Seeds not seen (other ghost gum species have brown, saucer-shaped seed, smooth on both sides with hilum ventral).

Cultivated seedlings (measured at ca node 10): cotyledons large, ± orbicular; not grown beyond this stage.

Flowering Time

Flowering time not known.

Notes

A ghost gum endemic to tropical far north Queensland, found sporadically in the Croydon to Einasleigh area and at Porcupine Gorge north of Hughenden. It occurs as a component of seasonally dry open woodlands on laterite and sandstone, usually in skeletal soil. Corymbia gilbertensis is a small tree with only a short stocking of rough, tessellated bark, otherwise being smooth barked. Some smaller trees may lack rough bark altogether. The crown is predominantly of juvenile to intermediate leaves, i.e. dull, grey-green broad leaves that are rough to touch due to the short bristle-glands, and also a few smooth, narrow, greener adult leaves. Buds occur in reduced compound axillary clusters with only the basal rhachis internode easily visible, variable peduncles to 0.7 cm long and pedicels also variable to 1.1 cm long. The fruit, like those of all ghost gums, are thin-walled.

C. gilbertensis is a poorly known species probably most closely related to C. blakei, which occurs further to the south-west in more arid habitat south-west of Winton.
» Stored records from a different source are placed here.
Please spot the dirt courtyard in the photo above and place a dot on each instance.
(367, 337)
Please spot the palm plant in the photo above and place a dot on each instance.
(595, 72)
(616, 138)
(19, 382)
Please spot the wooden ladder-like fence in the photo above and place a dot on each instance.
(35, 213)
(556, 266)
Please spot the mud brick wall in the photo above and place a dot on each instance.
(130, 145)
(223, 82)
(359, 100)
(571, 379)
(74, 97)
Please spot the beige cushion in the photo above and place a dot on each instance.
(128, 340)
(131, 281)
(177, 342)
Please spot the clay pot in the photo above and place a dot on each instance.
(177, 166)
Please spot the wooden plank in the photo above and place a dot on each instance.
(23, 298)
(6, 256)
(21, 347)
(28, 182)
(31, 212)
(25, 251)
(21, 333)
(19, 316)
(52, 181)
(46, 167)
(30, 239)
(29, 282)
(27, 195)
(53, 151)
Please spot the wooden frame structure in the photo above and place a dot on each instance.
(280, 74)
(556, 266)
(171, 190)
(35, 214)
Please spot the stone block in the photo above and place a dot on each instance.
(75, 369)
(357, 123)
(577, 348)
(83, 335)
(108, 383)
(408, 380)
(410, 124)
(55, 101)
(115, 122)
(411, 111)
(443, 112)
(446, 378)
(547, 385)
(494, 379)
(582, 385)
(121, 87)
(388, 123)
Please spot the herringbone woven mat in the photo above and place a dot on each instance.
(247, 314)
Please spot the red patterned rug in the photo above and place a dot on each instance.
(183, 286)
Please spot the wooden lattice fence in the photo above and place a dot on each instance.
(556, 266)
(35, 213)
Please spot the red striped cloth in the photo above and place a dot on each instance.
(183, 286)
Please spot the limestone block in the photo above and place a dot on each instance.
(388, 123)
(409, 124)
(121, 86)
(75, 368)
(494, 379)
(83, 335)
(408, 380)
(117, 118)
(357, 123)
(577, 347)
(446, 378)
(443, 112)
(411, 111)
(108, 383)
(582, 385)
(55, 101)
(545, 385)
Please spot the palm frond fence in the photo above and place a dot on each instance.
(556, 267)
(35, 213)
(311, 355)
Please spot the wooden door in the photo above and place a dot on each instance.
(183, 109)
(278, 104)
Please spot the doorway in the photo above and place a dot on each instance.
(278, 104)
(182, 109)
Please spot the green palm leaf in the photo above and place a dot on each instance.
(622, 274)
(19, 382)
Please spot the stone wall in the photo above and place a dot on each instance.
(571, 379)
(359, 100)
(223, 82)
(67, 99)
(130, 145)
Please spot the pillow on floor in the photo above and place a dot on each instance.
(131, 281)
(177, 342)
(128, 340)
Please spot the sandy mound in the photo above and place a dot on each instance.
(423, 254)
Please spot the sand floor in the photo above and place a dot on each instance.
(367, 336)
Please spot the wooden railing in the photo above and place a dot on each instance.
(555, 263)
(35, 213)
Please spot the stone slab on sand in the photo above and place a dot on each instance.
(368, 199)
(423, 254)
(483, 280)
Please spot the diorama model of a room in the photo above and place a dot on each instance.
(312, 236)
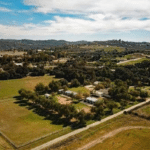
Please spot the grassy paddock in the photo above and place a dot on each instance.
(135, 139)
(9, 88)
(79, 89)
(21, 124)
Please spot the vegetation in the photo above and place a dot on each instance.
(96, 132)
(9, 88)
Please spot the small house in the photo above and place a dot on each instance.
(47, 95)
(98, 94)
(68, 93)
(61, 91)
(96, 82)
(91, 100)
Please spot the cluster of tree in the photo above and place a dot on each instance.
(12, 71)
(120, 92)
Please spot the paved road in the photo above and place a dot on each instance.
(64, 137)
(108, 135)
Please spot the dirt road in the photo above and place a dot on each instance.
(108, 135)
(64, 137)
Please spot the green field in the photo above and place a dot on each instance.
(135, 139)
(21, 124)
(9, 88)
(134, 62)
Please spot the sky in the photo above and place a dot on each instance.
(91, 20)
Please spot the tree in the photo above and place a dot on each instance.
(99, 86)
(86, 94)
(40, 88)
(111, 106)
(54, 86)
(65, 88)
(98, 109)
(123, 103)
(79, 95)
(143, 94)
(81, 117)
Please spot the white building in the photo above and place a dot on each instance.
(91, 100)
(98, 93)
(61, 91)
(96, 82)
(47, 95)
(68, 92)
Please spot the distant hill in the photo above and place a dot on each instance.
(24, 44)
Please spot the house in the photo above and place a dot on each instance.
(105, 92)
(90, 87)
(96, 82)
(74, 93)
(47, 95)
(98, 93)
(68, 93)
(1, 70)
(61, 91)
(91, 100)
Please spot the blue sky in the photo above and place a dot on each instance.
(90, 20)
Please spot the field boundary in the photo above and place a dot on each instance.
(69, 135)
(8, 140)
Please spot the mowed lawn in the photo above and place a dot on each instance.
(79, 89)
(9, 88)
(21, 124)
(118, 141)
(135, 139)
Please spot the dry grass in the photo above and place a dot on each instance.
(21, 124)
(4, 145)
(135, 139)
(100, 130)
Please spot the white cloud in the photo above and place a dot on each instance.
(3, 9)
(135, 8)
(67, 25)
(101, 16)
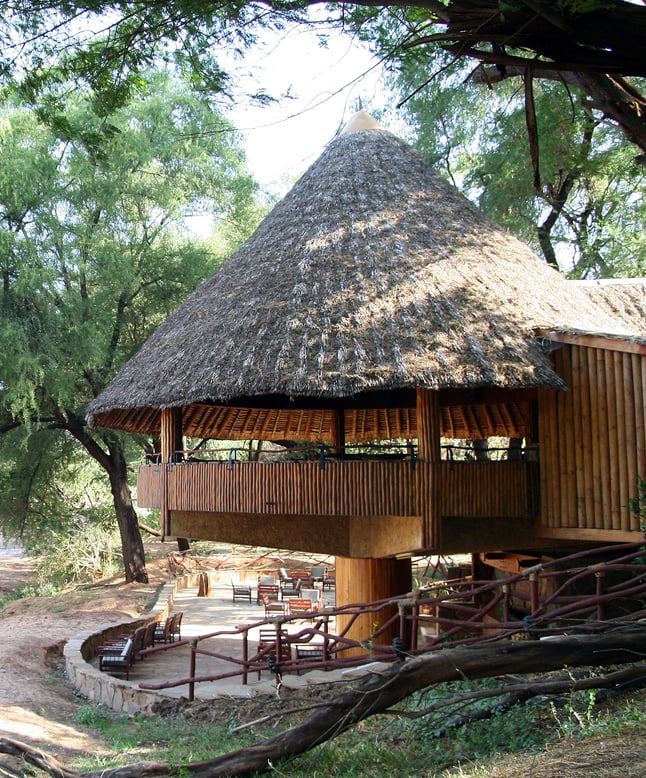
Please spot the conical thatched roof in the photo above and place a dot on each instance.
(373, 273)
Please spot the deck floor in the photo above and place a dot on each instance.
(203, 616)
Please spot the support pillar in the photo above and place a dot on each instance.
(428, 453)
(367, 580)
(171, 440)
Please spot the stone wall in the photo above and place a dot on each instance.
(116, 693)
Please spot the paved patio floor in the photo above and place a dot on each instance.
(205, 615)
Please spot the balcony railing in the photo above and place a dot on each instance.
(341, 488)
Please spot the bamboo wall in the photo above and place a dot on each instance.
(356, 488)
(477, 489)
(593, 442)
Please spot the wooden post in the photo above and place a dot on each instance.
(171, 440)
(367, 580)
(428, 443)
(338, 432)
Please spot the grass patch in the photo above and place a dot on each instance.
(380, 746)
(142, 738)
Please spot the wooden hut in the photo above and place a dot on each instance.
(375, 304)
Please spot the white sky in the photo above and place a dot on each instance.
(324, 87)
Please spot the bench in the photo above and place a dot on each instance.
(298, 606)
(116, 659)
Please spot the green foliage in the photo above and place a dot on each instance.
(95, 251)
(176, 739)
(82, 554)
(384, 745)
(638, 504)
(588, 213)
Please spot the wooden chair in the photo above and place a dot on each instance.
(297, 606)
(149, 635)
(117, 660)
(291, 588)
(176, 626)
(273, 606)
(308, 651)
(329, 581)
(163, 632)
(271, 590)
(241, 591)
(278, 642)
(304, 575)
(318, 574)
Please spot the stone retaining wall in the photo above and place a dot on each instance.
(119, 695)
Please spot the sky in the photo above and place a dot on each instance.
(318, 89)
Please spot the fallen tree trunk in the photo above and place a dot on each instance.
(380, 690)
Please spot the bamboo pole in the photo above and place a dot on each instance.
(631, 374)
(428, 442)
(579, 432)
(171, 440)
(604, 519)
(566, 446)
(614, 485)
(639, 395)
(594, 444)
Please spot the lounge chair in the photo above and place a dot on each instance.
(117, 660)
(240, 591)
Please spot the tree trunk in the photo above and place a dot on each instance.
(132, 546)
(379, 691)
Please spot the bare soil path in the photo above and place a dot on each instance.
(38, 706)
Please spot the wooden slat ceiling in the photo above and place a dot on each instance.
(473, 420)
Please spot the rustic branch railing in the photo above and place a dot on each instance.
(456, 612)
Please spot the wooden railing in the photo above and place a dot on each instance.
(584, 593)
(353, 488)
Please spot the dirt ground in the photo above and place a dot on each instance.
(38, 706)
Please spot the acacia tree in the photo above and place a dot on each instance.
(95, 254)
(581, 204)
(595, 46)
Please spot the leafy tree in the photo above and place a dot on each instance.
(94, 253)
(581, 204)
(594, 46)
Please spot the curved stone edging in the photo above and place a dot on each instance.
(116, 693)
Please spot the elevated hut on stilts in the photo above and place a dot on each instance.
(376, 314)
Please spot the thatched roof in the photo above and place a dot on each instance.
(622, 298)
(372, 274)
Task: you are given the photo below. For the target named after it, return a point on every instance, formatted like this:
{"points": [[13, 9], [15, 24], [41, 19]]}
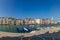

Within the natural range of C. gilbertensis there are several other ghost gum species including C. tessellaris, which has a crown of truly adult glabrous lanceolate leaves, axillary inflorescences with several rhachis internodes clearly visible and a preference for lower lying areas with more moisture; C. confertiflora, which has rough (setose), shortly petiolate cordate to ovate-lanceolate crown leaves to 21 cm long and 10 cm wide, buds and fruit with pedicels to 3 cm long, and a preference for the lower gravelly slopes of foothills; C. grandifolia subsp. grandifolia, which is entirely smooth-barked and has large glossy green glabrous adult leaves and more robust buds and fruit than C. gilbertensis, and prefers floodplains; and C. dallachiana, also smooth-barked and with long lanceolate crown leaves which are petiolate, green and glabrous.

MORE ABOUT CORYMBIA
MORE ABOUT GHOST GUMS

Origin of Name

Corymbia gilbertensis: after the Gilbert River in north Queensland, the type locality.